1
Yorum
4
Beğeni
5,0
Puan
83
Okunma

GÖNLÜMDE BİR SEN VARSIN
Torosların eteklerinde, rüzgârın çam kokusunu dağlara serdiği, keçi seslerinin yankılandığı bir yaylada yaşardı Gül Fatma ile ailesi. On altı yaşından beri sabahın alaca karanlığında kalkar, keçilerini alır ve dağ yollarına düşerdi. Saçları hep başörtüsünün altında kalırdı ama gülüşü, özgür kuşlar gibi gökyüzüne açık dururdu.
Gül Fatma’nın ne aynası vardı ne de süsü. Ama yüzüne bakan her yürük yani göçer, onun gözlerindeki ışığı görürdü. Berrak ve durgun bir gölün dibindeki pırıltılar içinde saklı güzelliğine hayran kalırdı. Yeşil - mavi giysileriyle, doğayla bir bütün olmuş gibiydi. Elleri nasırlıydı ama yüreği pamuk gibi yumuşacıktı.

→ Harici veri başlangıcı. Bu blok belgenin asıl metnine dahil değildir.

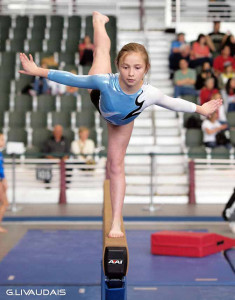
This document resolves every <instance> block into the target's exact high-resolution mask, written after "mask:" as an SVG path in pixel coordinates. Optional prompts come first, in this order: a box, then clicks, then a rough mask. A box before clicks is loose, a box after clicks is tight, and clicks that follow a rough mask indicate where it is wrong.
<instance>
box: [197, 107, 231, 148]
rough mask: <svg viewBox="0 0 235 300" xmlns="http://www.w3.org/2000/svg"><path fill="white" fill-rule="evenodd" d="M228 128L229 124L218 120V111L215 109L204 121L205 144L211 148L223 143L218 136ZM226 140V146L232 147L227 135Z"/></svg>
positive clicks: (225, 146)
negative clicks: (227, 137)
mask: <svg viewBox="0 0 235 300" xmlns="http://www.w3.org/2000/svg"><path fill="white" fill-rule="evenodd" d="M226 129H228V125H227V124H220V122H219V121H218V113H217V112H216V111H215V112H214V113H213V114H211V115H210V116H209V117H208V118H207V119H205V120H204V121H203V122H202V132H203V142H204V144H205V146H206V147H209V148H215V147H218V146H220V145H221V144H220V143H219V141H218V139H217V137H216V136H217V135H218V133H220V132H223V131H224V130H226ZM224 140H225V143H224V146H225V147H226V148H229V149H230V148H231V144H230V143H229V140H227V138H226V136H225V138H224Z"/></svg>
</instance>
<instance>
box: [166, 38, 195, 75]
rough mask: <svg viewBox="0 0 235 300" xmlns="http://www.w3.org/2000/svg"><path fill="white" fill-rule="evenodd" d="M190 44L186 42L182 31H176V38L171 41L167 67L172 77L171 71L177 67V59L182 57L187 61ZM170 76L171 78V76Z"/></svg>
mask: <svg viewBox="0 0 235 300" xmlns="http://www.w3.org/2000/svg"><path fill="white" fill-rule="evenodd" d="M190 50H191V49H190V45H189V44H186V42H185V38H184V33H178V34H177V39H176V40H174V41H172V43H171V50H170V56H169V67H170V71H171V74H172V77H173V72H174V71H176V70H178V69H179V61H180V60H181V59H182V58H184V59H186V60H187V61H189V54H190ZM172 77H171V78H172Z"/></svg>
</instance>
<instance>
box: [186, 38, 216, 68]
mask: <svg viewBox="0 0 235 300" xmlns="http://www.w3.org/2000/svg"><path fill="white" fill-rule="evenodd" d="M190 59H191V62H190V66H191V67H192V68H195V67H197V66H201V65H202V64H203V63H204V62H205V61H208V62H209V63H210V64H211V63H212V60H211V54H210V48H209V46H208V42H207V38H206V36H205V35H204V34H199V36H198V39H197V41H196V42H194V43H193V46H192V52H191V56H190Z"/></svg>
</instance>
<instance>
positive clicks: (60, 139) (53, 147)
mask: <svg viewBox="0 0 235 300" xmlns="http://www.w3.org/2000/svg"><path fill="white" fill-rule="evenodd" d="M69 151H70V143H69V141H68V140H67V138H66V137H64V136H63V127H62V126H61V125H55V127H54V129H53V135H52V136H51V137H50V138H49V139H48V140H47V141H46V143H45V145H44V148H43V152H44V153H45V154H46V158H58V157H60V158H63V159H67V158H68V155H69Z"/></svg>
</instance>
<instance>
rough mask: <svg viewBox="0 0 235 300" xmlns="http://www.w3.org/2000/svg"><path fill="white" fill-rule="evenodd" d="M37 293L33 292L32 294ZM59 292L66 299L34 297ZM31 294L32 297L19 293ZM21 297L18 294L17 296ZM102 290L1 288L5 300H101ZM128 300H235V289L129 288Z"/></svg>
mask: <svg viewBox="0 0 235 300" xmlns="http://www.w3.org/2000/svg"><path fill="white" fill-rule="evenodd" d="M31 291H33V292H31ZM36 292H37V293H38V294H40V293H44V294H48V293H56V294H57V295H58V294H62V293H63V294H64V293H66V295H64V296H62V295H61V296H51V297H49V296H33V295H32V293H36ZM24 293H28V294H29V293H31V296H24V297H23V296H19V294H24ZM17 294H18V295H17ZM100 295H101V289H100V287H98V286H94V287H87V286H85V287H84V286H69V287H68V286H47V287H45V286H36V287H35V286H21V287H15V286H8V287H1V288H0V299H1V300H9V299H12V300H18V299H29V300H31V299H39V300H45V299H51V298H52V299H55V298H56V299H61V300H62V299H64V300H75V299H76V300H93V299H94V300H100V298H101V296H100ZM127 299H128V300H156V299H157V300H182V299H186V300H189V299H190V300H235V287H231V286H226V287H224V286H213V287H211V286H207V287H204V286H186V287H185V286H167V287H166V286H160V287H157V288H156V289H152V290H148V289H141V290H140V289H138V288H136V287H131V286H129V287H128V288H127Z"/></svg>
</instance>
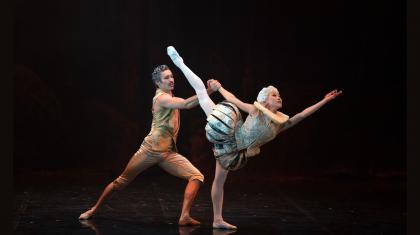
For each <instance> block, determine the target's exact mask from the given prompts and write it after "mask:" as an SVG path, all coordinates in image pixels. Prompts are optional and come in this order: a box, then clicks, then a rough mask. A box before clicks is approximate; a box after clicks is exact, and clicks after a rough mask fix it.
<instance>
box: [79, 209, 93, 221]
mask: <svg viewBox="0 0 420 235" xmlns="http://www.w3.org/2000/svg"><path fill="white" fill-rule="evenodd" d="M94 214H95V210H94V209H89V210H88V211H85V212H83V213H82V214H80V216H79V220H86V219H90V218H92V217H93V215H94Z"/></svg>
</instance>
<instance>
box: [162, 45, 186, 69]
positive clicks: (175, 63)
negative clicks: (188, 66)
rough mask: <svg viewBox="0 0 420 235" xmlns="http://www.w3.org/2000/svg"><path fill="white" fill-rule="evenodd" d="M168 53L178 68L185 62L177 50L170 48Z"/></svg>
mask: <svg viewBox="0 0 420 235" xmlns="http://www.w3.org/2000/svg"><path fill="white" fill-rule="evenodd" d="M166 52H167V53H168V55H169V57H171V60H172V62H174V64H175V65H176V66H178V67H179V66H180V65H182V64H183V63H184V60H183V59H182V57H181V56H179V54H178V52H177V51H176V50H175V48H174V47H173V46H168V48H167V49H166Z"/></svg>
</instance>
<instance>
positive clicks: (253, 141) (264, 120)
mask: <svg viewBox="0 0 420 235" xmlns="http://www.w3.org/2000/svg"><path fill="white" fill-rule="evenodd" d="M167 53H168V55H169V57H170V58H171V60H172V62H173V63H174V64H175V65H176V66H177V67H178V68H179V69H180V70H181V71H182V72H183V74H184V75H185V77H186V78H187V80H188V82H189V83H190V85H191V86H192V87H193V88H194V90H195V92H196V94H197V97H198V100H199V103H200V106H201V108H202V109H203V110H204V112H205V113H206V116H207V125H206V127H205V129H206V137H207V139H208V140H209V141H210V142H212V143H213V144H214V148H213V152H214V156H215V158H216V171H215V176H214V180H213V184H212V189H211V198H212V202H213V228H223V229H236V228H237V227H236V226H234V225H232V224H229V223H227V222H225V221H224V220H223V217H222V206H223V186H224V183H225V181H226V177H227V174H228V172H229V170H237V169H239V168H241V167H243V166H244V165H245V164H246V162H247V159H248V158H249V157H253V156H255V155H257V154H259V153H260V147H261V146H262V145H264V144H265V143H267V142H269V141H271V140H272V139H274V138H275V137H276V135H277V134H279V133H280V132H282V131H284V130H286V129H288V128H290V127H292V126H294V125H296V124H297V123H298V122H300V121H302V120H303V119H305V118H306V117H308V116H309V115H311V114H312V113H314V112H315V111H317V110H318V109H319V108H321V107H322V106H324V105H325V104H326V103H328V102H330V101H331V100H333V99H334V98H336V97H337V96H338V95H340V94H341V91H337V90H334V91H331V92H329V93H328V94H326V95H325V97H324V98H323V99H322V100H321V101H319V102H318V103H316V104H314V105H312V106H310V107H308V108H306V109H305V110H303V111H302V112H300V113H298V114H296V115H294V116H293V117H291V118H289V116H287V115H285V114H283V113H281V112H279V111H277V110H278V109H280V108H281V107H282V99H281V97H280V94H279V92H278V90H277V89H276V88H275V87H273V86H268V87H264V88H263V89H262V90H261V91H260V92H259V94H258V97H257V101H256V102H254V103H253V104H248V103H245V102H242V101H241V100H239V99H238V98H236V97H235V96H234V95H233V94H232V93H230V92H229V91H227V90H226V89H224V88H223V87H222V86H221V85H220V83H218V82H213V83H211V85H212V86H216V88H218V91H219V92H220V94H221V95H222V96H223V97H224V98H225V99H226V101H223V102H221V103H219V104H217V105H215V104H214V102H213V101H212V100H211V99H210V97H209V96H208V94H207V92H206V88H205V86H204V84H203V82H202V81H201V79H200V78H199V77H198V76H197V75H195V74H194V73H193V72H192V71H191V70H190V69H189V68H188V67H187V66H186V65H185V64H184V61H183V59H182V58H181V57H180V56H179V54H178V52H177V51H176V50H175V48H174V47H172V46H169V47H168V48H167ZM238 108H239V109H240V110H242V111H244V112H246V113H248V116H247V117H246V119H245V122H243V121H242V118H241V115H240V112H239V110H238Z"/></svg>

En sevdiği keçisinin adı Zülüflü, o nerede durursa, Zülüflü ya yanında ya da biraz gerisinde, göz ucuyla onu kollayıp dolaşırdı. Gül Fatma, sabahları ona türküler söyler, Zülüflü de ara sıra bir si bemol sızlatan “meee”siyle her şeyi anlamış gibi başını sallayıp adeta karşılık verirdi.
Gül Fatma, hayvancılıkla uğraşan Kara Doğan’ın en büyük evladıydı. Anası Gülendam, dört kız doğurmuş, en sonunda Yaşar’ı doğurunca “erkek evlat kokusu da gördüm ya Rabbim” demişti.
Ama evin asıl yükünü çeken, Gül Fatma ve yardımcısı ise diğer kız kardeşleriydi. Hem ana gibi kardeşlerine bakar, hem baba gibi dağa taşa çıkarak keçi güderdi.
Gün görmüş, yıl görmüş çobanlar, ateş başında aralarında fısıldaşırken:
“Bu kız bir erkek gibi; hem dirayetli hem yürekli!”
derlerdi ardından. Gülfatma, seher vaktinde kalkar, tandırda ekmeğini pişirir, bir yandan da çayı demleyip, keçi çanlarının sesi duyulmadan çoktan yola koyulurdu. Elinde değneği, sırtında heybesi, ayaklarında yolların tozu, gönlünde dağların rüzgârı vardı.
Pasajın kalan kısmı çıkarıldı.